In the simulations, we compare the two methods under independence and correlation. When the intra-set correlation is greater than the cross-set correlation, the GSA shows a mismatch to the true null. The reason is that the randomization step samples genes in the entire dataset, which has a different correlation structure from gene sets. As a result the mean and standard deviation obtained in the randomization step is inaccurate.

In application to the gender data set, our method has fewer gene sets with unadjusted p-value < 0.05, but identifies more gene sets after controlling for FDR. A reason is that in GSA, gene-set p-values are limited by the number of permutations. Due to the large number of genes and gene sets, with 10,000 permutations, GSA takes 64 minutes on an Intel i7 3770K 3.5 GHz CPU. In contrast, our empirical method takes less than 1 minute.

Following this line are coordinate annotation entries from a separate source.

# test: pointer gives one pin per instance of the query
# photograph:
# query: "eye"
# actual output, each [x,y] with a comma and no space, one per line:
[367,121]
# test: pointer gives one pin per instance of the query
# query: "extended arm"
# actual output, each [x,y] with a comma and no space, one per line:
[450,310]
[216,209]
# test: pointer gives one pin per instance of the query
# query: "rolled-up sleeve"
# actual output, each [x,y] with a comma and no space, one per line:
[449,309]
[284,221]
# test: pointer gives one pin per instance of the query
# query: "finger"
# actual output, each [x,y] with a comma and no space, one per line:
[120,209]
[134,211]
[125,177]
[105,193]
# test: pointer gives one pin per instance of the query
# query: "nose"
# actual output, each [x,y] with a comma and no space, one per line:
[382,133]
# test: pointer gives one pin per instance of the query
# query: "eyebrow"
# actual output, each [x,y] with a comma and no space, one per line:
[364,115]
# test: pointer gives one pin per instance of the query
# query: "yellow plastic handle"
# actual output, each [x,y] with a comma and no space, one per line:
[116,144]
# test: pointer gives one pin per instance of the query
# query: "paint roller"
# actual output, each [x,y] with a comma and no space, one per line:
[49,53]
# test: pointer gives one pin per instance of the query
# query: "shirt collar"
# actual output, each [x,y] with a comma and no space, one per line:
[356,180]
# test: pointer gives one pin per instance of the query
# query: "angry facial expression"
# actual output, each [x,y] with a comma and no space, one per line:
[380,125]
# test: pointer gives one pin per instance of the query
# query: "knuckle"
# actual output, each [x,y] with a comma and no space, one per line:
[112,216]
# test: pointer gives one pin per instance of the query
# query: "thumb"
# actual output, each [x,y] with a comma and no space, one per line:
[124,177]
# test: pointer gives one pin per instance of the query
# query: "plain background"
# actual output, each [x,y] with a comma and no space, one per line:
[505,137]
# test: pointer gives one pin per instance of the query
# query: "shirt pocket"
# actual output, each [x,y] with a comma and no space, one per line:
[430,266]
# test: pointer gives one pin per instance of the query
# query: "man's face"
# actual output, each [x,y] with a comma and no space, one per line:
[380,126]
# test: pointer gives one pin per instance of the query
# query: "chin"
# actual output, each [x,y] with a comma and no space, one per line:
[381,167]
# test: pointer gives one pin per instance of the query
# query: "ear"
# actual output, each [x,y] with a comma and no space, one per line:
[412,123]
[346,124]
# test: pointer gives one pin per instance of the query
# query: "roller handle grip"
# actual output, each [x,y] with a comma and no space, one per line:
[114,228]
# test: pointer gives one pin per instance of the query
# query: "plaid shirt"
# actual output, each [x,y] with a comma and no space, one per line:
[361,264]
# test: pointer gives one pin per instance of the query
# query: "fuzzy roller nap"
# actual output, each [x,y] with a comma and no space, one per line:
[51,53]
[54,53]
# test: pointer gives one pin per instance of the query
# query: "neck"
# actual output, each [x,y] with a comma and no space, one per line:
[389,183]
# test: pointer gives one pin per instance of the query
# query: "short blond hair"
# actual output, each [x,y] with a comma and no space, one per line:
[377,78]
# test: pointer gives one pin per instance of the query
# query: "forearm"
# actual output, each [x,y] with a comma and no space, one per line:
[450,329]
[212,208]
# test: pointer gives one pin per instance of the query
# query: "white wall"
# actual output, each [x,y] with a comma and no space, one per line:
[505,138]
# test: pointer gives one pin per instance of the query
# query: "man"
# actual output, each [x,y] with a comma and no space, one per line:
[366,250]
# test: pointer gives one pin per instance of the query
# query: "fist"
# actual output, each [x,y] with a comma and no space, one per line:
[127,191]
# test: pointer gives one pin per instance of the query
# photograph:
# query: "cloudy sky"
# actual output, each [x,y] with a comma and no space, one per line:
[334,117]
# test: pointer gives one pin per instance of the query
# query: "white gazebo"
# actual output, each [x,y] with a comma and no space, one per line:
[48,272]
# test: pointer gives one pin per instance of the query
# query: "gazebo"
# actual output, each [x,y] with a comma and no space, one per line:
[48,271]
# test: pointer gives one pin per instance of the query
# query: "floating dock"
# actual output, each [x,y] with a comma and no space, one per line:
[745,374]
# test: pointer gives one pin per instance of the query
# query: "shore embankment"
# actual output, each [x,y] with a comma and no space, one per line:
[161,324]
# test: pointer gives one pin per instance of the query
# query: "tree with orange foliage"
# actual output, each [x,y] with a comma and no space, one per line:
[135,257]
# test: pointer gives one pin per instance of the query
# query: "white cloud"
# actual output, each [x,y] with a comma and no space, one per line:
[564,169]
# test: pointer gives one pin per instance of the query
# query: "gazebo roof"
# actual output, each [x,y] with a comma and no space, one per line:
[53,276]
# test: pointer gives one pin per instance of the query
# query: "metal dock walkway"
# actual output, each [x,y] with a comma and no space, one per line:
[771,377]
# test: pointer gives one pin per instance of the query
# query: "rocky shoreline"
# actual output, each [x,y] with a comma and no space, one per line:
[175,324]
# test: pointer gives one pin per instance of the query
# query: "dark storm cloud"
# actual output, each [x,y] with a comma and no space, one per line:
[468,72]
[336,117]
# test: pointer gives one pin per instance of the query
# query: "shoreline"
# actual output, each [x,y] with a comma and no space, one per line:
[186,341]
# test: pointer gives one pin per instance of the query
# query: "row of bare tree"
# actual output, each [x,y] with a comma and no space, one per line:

An important aspect of our empirical estimation method is specifying an appropriate range for the zero assumption region A_{0}. In this paper we arbitrarily choose A_{0} to be the interval (0, q_{S}), where q_{S} is some quantile of the observed maxmean statistics. Determination of q_{S} is a trade-off between variance and bias. With small q_{S}, the bias of the null estimate is small but the variance is large and vice-versa. How to determine an optimal A_{0} interval requires further exploration.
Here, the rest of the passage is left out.